By the time Abigail "Abby" Pogatshnik was just 4 years old, she already had lived in several homes in and around Bismarck, North Dakota. Her mother, Lisa, divorced Abby's father when Abby was just 10 months old. Though she escaped an abusive marriage, Lisa found herself in a new struggle — being a single mom with three young daughters to support.
"After health insurance and day care [expenses], I had $200 to my name. So, eventually, I filed for bankruptcy and applied for some assistance," says the elder Pogatshnik.
Needing to provide stability and a home for her daughters, Lisa worked two jobs while completing her college degree so that she could afford a home.
"We moved five times in four years. Being able to get into an affordable home created the stability needed for my children to flourish," she says.
It also fuels the passion for her work at CommunityWorks North Dakota (CWND), which she joined in 2012 as a mortgage processor. She is now the group's housing director.
CommunityWorks North Dakota, also known as Lewis & Clark Development Group, is a NeighborWorks America member organization based just west of Bismarck in Mandan.

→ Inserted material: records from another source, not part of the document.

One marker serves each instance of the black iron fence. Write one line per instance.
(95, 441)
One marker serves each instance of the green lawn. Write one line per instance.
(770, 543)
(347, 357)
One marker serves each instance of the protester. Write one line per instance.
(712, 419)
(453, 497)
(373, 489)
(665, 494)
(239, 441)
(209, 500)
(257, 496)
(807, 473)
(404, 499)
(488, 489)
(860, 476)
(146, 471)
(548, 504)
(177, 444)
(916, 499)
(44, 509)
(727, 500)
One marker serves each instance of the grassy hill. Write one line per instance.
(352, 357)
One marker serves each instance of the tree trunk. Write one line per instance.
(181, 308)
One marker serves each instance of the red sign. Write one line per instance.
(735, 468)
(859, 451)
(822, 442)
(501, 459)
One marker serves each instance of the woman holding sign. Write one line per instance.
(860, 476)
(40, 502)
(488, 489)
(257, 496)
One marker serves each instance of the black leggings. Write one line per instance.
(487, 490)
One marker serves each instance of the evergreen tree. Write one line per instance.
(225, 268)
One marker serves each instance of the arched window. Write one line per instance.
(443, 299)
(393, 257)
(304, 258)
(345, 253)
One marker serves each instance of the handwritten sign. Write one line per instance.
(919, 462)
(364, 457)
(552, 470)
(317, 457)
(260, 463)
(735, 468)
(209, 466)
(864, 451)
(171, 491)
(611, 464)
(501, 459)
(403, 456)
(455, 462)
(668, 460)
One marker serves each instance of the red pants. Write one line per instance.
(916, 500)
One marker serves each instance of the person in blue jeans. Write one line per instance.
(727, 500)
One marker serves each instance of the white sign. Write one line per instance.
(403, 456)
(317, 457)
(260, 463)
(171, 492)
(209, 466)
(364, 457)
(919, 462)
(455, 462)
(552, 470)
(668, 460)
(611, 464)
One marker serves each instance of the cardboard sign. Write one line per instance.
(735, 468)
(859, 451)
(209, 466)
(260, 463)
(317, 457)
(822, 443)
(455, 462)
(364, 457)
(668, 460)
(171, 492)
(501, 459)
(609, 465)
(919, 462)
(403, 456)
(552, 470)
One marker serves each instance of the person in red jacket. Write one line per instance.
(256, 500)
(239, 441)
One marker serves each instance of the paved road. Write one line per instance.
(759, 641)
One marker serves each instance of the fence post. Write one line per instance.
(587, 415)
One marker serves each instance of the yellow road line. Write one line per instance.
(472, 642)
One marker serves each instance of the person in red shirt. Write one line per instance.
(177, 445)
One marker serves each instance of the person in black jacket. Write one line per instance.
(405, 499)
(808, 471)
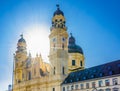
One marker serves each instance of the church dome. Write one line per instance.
(22, 39)
(58, 11)
(72, 47)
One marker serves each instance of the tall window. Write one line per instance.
(76, 86)
(72, 87)
(63, 88)
(63, 70)
(87, 85)
(100, 83)
(108, 89)
(107, 82)
(34, 71)
(29, 75)
(115, 81)
(82, 86)
(54, 71)
(93, 84)
(67, 88)
(23, 76)
(73, 62)
(63, 46)
(81, 64)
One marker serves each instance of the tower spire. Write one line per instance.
(57, 5)
(21, 35)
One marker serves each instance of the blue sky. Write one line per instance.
(94, 23)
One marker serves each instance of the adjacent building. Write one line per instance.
(104, 77)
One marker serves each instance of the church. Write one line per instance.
(66, 70)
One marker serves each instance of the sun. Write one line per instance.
(37, 40)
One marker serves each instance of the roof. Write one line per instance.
(72, 47)
(108, 69)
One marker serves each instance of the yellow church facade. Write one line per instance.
(33, 74)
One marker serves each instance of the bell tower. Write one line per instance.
(58, 55)
(20, 58)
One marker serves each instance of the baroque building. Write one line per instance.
(66, 70)
(34, 74)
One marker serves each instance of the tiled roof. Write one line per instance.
(108, 69)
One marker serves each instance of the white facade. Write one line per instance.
(109, 83)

"I walked by the [CommunityWorks] office everyday on my way to work at the bank across the street," Lisa says. "I thought, 'They are so friendly; I would like to work there.' The processor position was advertised, and I applied since it was the same position I had at the bank. I actually took a pay cut to come to work at CWND because I believed in their mission and wanted to help others secure safe, affordable housing."
As part of CWND, Lisa understands the needs of the residents she is helping.
"I had a chance to get into a house that was affordable and put down roots for my girls. I like to think that is part of the reason Abby has been so successful," Lisa says.
"When we moved into our home, it was nice to have that stability, to have a house and not have to wonder when we would be moving again," explains Abby, who is the youngest of the three siblings. "From watching other kids my age who moved from home to home and who had a hard time in school, they didn't seem to have as much ability to overcome challenges. It is hard when you don't really know where you are going to live or sleep at night, and it takes a toll on someone who is so young."
A hostile school environment also took its toll. Abby frequently was bullied, which added to her sense of insecurity.
In the eighth grade, Abby joined Students Against Destructive Decisions (SADD). With SADD, she found a safe place to be herself and was able to start the healing process from all the damage that bullies had inflicted on her since she was 8 years old. Abby was appointed to the Northern Lights SADD's student board during her junior year, and was named Northern Lights SADD's student of the year at the end of her junior year even though her high school didn't have a SADD chapter. She was able to stay involved with SADD by going to another area high school's meetings, ultimately helping to restart the SADD chapter at her school during her senior year.
Abby and her two sisters graduated high school and attended college. Abby credits a stable home environment and SADD with providing her with the resilience to succeed and eventually to become Miss North Dakota USA 2018.
A fourth-generation North Dakotan, Abby hopes to use her title to promote her platform of anti-bullying and positive self-image. She currently is pursuing undergraduate studies at the University of North Dakota in psychology and pre-medicine. Her goal is to obtain a medical degree and become a surgeon. Abby also wants to help people in other ways.
"After being involved with different organizations and seeing people's struggles… I would love to do research in psychology to see why we are seeing higher rates of suicide in young people and learn what we can do to change that," she says.